Consistent with previous reports[38], AFP alone detected only 21.1% of HBV-HCC cases, underscoring its limited sensitivity. In contrast, ESPL1 and ORC1 were elevated in HBV-HCC regardless of AFP status, and detected 73.2% and 64.8% of AFP-negative cases, respectively. The combined biomarker panel (ORC1 + ESPL1 + AFP) demonstrated significantly improved diagnostic accuracy, with an AUC of 0.887, sensitivity of 84.44%, and specificity of 84.19%, surpassing the performance of any single marker. These results emphasize the potential of ORC1 and ESPL1 to complement AFP, thereby addressing diagnostic gaps, particularly in AFP-negative patients where early detection is most challenging.

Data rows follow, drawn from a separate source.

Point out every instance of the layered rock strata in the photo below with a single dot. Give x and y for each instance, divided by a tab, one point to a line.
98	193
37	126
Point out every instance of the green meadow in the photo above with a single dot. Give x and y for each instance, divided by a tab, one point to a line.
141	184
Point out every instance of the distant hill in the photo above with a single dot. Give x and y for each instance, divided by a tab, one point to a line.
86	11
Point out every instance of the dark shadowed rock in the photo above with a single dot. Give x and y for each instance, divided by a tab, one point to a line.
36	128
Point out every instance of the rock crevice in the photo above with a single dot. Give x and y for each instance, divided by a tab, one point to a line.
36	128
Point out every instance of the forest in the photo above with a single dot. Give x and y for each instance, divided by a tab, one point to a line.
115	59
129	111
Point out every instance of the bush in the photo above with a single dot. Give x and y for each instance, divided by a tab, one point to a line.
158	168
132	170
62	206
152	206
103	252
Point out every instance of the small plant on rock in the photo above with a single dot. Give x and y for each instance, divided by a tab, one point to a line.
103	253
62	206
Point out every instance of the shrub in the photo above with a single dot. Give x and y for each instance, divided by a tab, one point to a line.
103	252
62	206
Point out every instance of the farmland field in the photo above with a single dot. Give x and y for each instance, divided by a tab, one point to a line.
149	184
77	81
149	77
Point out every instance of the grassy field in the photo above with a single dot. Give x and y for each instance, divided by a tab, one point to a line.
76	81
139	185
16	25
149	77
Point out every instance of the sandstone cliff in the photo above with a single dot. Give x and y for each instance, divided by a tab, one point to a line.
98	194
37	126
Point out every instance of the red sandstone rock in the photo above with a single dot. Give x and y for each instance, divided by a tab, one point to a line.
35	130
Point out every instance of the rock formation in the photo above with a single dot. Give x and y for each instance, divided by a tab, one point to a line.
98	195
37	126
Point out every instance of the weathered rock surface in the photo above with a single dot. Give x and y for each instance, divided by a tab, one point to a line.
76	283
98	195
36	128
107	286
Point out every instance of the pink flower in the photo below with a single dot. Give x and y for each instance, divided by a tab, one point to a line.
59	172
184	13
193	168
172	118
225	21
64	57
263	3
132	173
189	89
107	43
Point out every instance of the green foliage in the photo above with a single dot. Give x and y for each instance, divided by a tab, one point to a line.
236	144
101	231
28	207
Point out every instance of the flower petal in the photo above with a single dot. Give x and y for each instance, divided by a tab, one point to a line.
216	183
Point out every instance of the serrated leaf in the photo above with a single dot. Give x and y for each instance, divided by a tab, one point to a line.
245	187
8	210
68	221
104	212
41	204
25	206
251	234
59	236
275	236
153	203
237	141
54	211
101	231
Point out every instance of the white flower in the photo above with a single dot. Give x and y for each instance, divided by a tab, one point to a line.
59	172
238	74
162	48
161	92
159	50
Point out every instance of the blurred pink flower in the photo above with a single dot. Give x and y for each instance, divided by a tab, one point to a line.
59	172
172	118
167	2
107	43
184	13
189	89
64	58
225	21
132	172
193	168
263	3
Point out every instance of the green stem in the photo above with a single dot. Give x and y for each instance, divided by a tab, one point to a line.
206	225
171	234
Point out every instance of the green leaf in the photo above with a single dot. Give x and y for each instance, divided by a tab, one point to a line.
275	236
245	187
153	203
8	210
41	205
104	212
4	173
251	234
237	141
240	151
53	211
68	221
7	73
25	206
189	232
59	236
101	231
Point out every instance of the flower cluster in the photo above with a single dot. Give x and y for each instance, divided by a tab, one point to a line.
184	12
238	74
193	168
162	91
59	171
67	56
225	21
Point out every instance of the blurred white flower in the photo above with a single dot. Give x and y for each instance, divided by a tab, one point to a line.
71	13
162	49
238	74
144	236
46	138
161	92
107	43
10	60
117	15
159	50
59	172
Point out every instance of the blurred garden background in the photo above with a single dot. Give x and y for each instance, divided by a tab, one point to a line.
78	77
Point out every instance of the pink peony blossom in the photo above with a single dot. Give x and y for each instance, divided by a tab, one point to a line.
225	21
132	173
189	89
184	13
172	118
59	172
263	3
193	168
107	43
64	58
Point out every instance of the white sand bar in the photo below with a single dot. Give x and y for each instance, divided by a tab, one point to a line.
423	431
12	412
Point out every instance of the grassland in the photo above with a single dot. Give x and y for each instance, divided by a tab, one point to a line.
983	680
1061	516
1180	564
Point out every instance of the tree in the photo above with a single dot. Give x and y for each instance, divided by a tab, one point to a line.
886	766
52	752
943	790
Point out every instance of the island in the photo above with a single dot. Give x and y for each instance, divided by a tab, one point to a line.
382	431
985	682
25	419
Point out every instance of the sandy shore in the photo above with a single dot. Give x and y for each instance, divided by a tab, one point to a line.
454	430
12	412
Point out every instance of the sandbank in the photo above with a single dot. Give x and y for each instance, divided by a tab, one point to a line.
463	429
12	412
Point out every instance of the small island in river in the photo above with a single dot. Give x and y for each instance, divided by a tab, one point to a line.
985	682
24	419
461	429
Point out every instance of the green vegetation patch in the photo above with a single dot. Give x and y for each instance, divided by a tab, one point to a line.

Several limitations should be acknowledged. First, the retrospective design may have introduced selection bias and may limit the generalizability of our findings. Second, the relatively small sample size, particularly for the HBV integration analysis, and the absence of external validation restrict the robustness of our conclusions. The ROC analysis was performed on the full dataset without a training/validation split, and no external cohorts were included. Third, functional validation of the biological effects of ORC1 promoter integration was beyond the scope of this study. Finally, our conclusions are specific to HBV-related HCC, and the expression and diagnostic value of ORC1 in HCCs of other etiologies remain to be clarified. Future multicenter prospective studies with larger cohorts and mechanistic experiments are warranted to validate the clinical utility and biological significance of serum ORC1 and ESPL1 in HBV-HCC.

CONCLUSION
In summary, our study demonstrates that HBV integration near the ORC1 locus may drive its overexpression and contribute to elevated serum ORC1 levels in HBV-HCC patients. ORC1 and ESPL1 emerge as complementary serum biomarkers with significant value for early diagnosis, particularly in AFP-negative cases. The combined use of ORC1, ESPL1, and AFP markedly enhances diagnostic sensitivity and specificity. Prospective, multicenter studies are needed to validate these findings and establish their clinical applicability.

ACKNOWLEDGEMENTS
We express our profound gratitude to the patients and their families for their indispensable participation in this study.